AutoFigure-Edit transforms paper method sections into fully editable SVG figures and allows for refinement in an embedded SVG editor. It addresses the need for publication-ready figures that can be easily modified without relying on raster images. The core problem is the difficulty of editing figures generated from text descriptions using traditional methods. This project leverages a combination of large language models and semantic segmentation to generate editable vector graphics.
AutoFigure-Edit distinguishes itself by producing fully editable SVG figures, unlike raster images. The inclusion of an embedded SVG editor facilitates direct refinement, enabling users to adjust text, shapes, and layout. Style transfer capabilities allow for mimicking artistic styles found in reference images.
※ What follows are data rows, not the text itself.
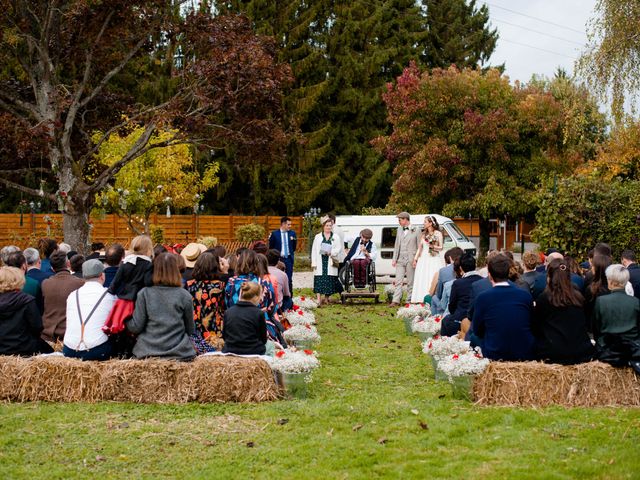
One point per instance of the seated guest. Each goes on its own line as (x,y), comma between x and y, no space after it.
(558,320)
(283,294)
(245,329)
(20,321)
(87,310)
(47,246)
(55,291)
(530,262)
(460,294)
(362,253)
(502,316)
(207,293)
(113,258)
(33,265)
(616,321)
(75,263)
(163,315)
(96,249)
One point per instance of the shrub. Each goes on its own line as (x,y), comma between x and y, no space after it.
(579,211)
(250,232)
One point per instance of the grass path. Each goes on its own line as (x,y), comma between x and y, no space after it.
(373,412)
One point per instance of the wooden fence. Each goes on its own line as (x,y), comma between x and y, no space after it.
(26,229)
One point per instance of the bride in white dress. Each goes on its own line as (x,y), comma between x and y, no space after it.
(428,260)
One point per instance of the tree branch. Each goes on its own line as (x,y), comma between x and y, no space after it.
(24,189)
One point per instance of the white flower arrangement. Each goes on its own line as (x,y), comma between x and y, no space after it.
(300,317)
(292,360)
(441,347)
(431,324)
(302,333)
(412,310)
(305,303)
(458,365)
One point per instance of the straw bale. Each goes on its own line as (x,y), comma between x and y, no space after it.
(10,367)
(237,379)
(535,384)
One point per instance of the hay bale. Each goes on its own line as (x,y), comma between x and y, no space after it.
(236,379)
(147,381)
(10,367)
(535,384)
(59,379)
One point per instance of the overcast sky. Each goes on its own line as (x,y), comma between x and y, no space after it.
(538,36)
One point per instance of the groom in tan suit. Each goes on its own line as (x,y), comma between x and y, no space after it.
(407,241)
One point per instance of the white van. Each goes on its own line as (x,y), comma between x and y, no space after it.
(385,228)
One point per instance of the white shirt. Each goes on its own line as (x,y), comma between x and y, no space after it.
(359,255)
(89,294)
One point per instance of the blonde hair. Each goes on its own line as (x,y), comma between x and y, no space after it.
(250,291)
(11,279)
(142,245)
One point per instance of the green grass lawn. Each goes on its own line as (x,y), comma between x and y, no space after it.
(372,412)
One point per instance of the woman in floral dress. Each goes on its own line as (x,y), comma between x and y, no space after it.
(207,292)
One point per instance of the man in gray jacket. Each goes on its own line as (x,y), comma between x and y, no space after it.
(407,241)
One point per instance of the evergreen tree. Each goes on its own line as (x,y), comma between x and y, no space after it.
(457,33)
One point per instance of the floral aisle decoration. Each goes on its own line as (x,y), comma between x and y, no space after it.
(426,327)
(305,303)
(300,317)
(460,369)
(410,311)
(293,369)
(302,336)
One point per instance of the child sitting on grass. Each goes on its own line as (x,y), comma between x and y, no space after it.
(244,329)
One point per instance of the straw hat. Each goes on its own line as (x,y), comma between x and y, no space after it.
(191,252)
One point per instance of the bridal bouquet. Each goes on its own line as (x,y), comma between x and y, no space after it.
(304,302)
(412,310)
(305,334)
(300,317)
(429,325)
(441,347)
(462,364)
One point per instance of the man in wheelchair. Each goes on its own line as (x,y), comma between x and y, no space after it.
(361,254)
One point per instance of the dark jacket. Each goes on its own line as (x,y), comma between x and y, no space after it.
(244,330)
(502,318)
(616,314)
(130,279)
(20,324)
(561,334)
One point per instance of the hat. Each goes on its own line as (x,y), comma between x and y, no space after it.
(191,252)
(92,268)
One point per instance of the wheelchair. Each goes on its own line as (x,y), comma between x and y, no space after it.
(345,276)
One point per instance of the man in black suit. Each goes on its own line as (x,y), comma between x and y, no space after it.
(460,295)
(285,241)
(629,261)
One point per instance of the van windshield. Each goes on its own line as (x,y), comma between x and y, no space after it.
(456,233)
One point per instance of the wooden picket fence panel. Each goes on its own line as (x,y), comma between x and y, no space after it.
(177,228)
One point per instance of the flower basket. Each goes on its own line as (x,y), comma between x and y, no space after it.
(296,384)
(462,387)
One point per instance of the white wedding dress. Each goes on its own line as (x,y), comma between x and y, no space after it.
(426,268)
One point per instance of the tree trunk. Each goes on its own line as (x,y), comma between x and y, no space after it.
(485,233)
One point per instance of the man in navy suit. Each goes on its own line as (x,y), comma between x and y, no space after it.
(502,316)
(285,241)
The system's use of SAM3 for icon detection jointly with a flexible template makes it exceptionally robust to vary figure structures.
- Text-to-Figure Generation: Converts method text into draft figures.
- SAM3 Icon Detection: Accurately detects and segments icons from generated figures.
- Editable SVG Output: Produces fully editable SVG files for easy modification.
- In-Browser Editor: Offers a convenient embedded SVG editor for refinement.
- Style Transfer: Implements style transfer based on provided reference images.
- Automated Templating: Generates SVG templates aligned with figure structure.
- Artifact Generation: Generates PNG/SVG outputs and icon crops.
AutoFigure-Edit is a relatively new project with active development. The online platform is available for public use, demonstrating functional capabilities. Recent activity includes paper acceptance to ICLR 2026, suggesting ongoing research and refinement. Documentation is being developed, and a growing community is forming around the project through discussion on Hugging Face.
Researchers, scientists, and anyone needing to create and modify publication-quality figures will benefit from AutoFigure-Edit. Its ability to transform text into editable SVGs streamlines the figure creation process, allowing for easy customization and ensuring consistency across publications. It offers a significant value proposition over manual vectorization or using raster images, providing a structured and easily adaptable solution.